BETAFPV M03 25-350mW 5.8G VTX
VTXは BETAFPV M03 25-350mW 5.8G を使用しました。
このVTXは BETAFPV Meteor65 Pro に搭載されているものと同じものですが、非常に軽量で350mWと比較的高出力、安定した映像信号が得られ、価格も手頃なので今のところU99の構成を考える際には使いやすいVTXなのではないかと思っています。

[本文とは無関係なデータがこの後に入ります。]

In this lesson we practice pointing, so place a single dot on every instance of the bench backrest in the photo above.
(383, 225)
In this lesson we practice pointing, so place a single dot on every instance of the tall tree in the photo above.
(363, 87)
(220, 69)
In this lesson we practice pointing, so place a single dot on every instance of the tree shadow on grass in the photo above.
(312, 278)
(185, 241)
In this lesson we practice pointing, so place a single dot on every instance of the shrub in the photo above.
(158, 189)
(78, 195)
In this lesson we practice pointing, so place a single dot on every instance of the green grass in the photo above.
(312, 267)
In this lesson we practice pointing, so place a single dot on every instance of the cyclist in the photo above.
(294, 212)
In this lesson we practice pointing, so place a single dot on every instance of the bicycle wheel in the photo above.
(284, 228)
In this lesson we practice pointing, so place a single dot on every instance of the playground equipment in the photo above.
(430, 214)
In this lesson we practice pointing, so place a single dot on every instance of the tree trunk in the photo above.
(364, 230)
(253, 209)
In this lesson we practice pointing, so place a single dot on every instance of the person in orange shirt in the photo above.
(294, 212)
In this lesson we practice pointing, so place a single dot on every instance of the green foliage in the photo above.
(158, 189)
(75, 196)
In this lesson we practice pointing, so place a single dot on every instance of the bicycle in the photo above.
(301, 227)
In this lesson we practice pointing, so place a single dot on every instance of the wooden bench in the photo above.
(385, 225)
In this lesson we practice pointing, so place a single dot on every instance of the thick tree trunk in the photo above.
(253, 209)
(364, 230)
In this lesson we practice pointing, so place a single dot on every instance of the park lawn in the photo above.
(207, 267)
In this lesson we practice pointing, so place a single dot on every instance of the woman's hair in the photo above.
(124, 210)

今回トッププレートの裏側に両面テープで貼り付けて搭載しましたが、バッテリーの固定に輪ゴムを使う場合、あまりVTXに輪ゴムが接触しているとVTXの熱で輪ゴムが切れてしまいますので、注意が必要です。
T-Motor F1103 (KV8000)
今回最終的に2S用として T-Motor F1103 (KV 8000) を選択しました。
最近では様々なメーカーから08XX〜11XXサイスのモーターがリリースされており、選択肢もそれなりにあるのでは無いかと思うのですが、Tadpole のフレームでは、F1103のような固定用のネジ穴が4つ空いているモーターを使用します。

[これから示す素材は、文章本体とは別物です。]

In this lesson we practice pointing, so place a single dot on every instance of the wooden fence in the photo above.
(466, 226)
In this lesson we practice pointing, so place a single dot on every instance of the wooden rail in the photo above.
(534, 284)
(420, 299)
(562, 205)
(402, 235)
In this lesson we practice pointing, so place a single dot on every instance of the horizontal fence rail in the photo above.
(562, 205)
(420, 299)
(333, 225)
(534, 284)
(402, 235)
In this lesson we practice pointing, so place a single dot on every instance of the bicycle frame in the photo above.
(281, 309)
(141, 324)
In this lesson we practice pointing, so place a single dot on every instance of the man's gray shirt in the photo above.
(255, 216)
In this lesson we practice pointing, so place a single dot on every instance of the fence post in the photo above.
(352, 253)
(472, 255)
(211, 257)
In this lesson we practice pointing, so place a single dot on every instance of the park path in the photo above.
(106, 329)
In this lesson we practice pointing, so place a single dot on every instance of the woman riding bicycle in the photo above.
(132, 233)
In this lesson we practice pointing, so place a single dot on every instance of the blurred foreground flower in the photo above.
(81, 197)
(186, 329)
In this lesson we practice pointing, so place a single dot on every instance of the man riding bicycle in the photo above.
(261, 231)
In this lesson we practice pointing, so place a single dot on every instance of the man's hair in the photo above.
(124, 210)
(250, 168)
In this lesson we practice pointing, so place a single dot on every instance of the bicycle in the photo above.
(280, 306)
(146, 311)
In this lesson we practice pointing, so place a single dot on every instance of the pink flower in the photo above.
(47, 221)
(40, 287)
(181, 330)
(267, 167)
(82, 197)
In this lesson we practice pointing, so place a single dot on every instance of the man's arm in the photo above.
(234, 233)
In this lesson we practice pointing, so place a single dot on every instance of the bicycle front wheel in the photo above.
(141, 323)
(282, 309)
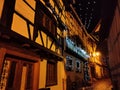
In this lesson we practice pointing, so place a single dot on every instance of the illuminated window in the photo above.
(51, 77)
(69, 63)
(78, 66)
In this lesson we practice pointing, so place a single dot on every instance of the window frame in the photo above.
(51, 73)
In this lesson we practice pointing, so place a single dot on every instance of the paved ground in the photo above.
(104, 84)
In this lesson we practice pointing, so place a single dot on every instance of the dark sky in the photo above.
(89, 12)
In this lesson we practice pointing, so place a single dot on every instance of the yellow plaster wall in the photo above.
(1, 7)
(42, 77)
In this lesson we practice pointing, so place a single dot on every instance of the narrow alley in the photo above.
(104, 84)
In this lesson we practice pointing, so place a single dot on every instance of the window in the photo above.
(78, 69)
(51, 77)
(69, 63)
(44, 20)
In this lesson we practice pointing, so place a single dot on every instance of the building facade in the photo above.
(45, 44)
(31, 46)
(114, 48)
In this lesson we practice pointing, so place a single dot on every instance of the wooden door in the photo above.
(16, 74)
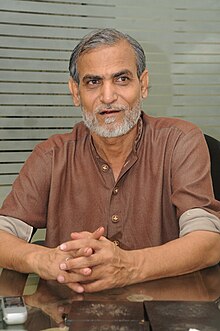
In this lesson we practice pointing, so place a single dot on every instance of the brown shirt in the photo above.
(65, 186)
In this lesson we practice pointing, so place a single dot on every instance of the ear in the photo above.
(144, 83)
(74, 90)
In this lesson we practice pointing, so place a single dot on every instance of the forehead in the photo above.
(107, 59)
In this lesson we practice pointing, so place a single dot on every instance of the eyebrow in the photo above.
(115, 75)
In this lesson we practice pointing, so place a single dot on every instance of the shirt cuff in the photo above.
(198, 219)
(16, 227)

0802などのサイズでは現在3つのネジで固定するタイプのモーターが主流ですが、3つのネジで固定するタイプのモーターは Tadpole フレームでは使用できませんので、ご注意ください。
U99 FPVフリースタイル
FPVフリースタイルのスタンダードは、フレームやパーツの選択の幅という面においても、搭載できる重量と飛行性能の面においても、FCのファームウェアがデフォルト値で想定しているサイズという意味でも、圧倒的に5インチクラスと言えるでしょう。
以前にご紹介した Odnata (オドナタ)や今回の Tadpole の記事は、初めの段階ではFPVフリースタイルの入門向けとして、もしくは、飛行許可申請もタイミングや新しいシステムでこれまでと勝手が変わってしまった事などにより、承認を受けるまでに結構時間がかかるケースもあると思いますので、その間でも練習できるものとして、幅広い方にとって都合の良いのでは無いかと考えて検討を始めました。
もちろん、そういった部分でもU99の機体は非常に魅力的です。
しかし、色々試して行くうちに、思っていたよりもずっと高い飛行性能と使用性を実現でき、特に Tadpole に関しては自分のスキルの中で実施可能なトリックは基本的に全て実現できる事がわかりました。
機体にある程度慣れて来たところで、5インチフリースタイル機の代わりとしてではなく、自分の置かれている環境の中で、より「真にフリースタイル的な飛行」を模索する上でも、このU99クラスというのは充分に魅力的な分野なのでは無いかと考えるようになりました。
Odonata や今回の Tadpoleで色々試すにあたって、身の回りにも小型軽量で比較的スピードも緩やかだからこそ攻められるフィールドや、対象物や、視界の流れと接続が、まだまだありそうだと感じています。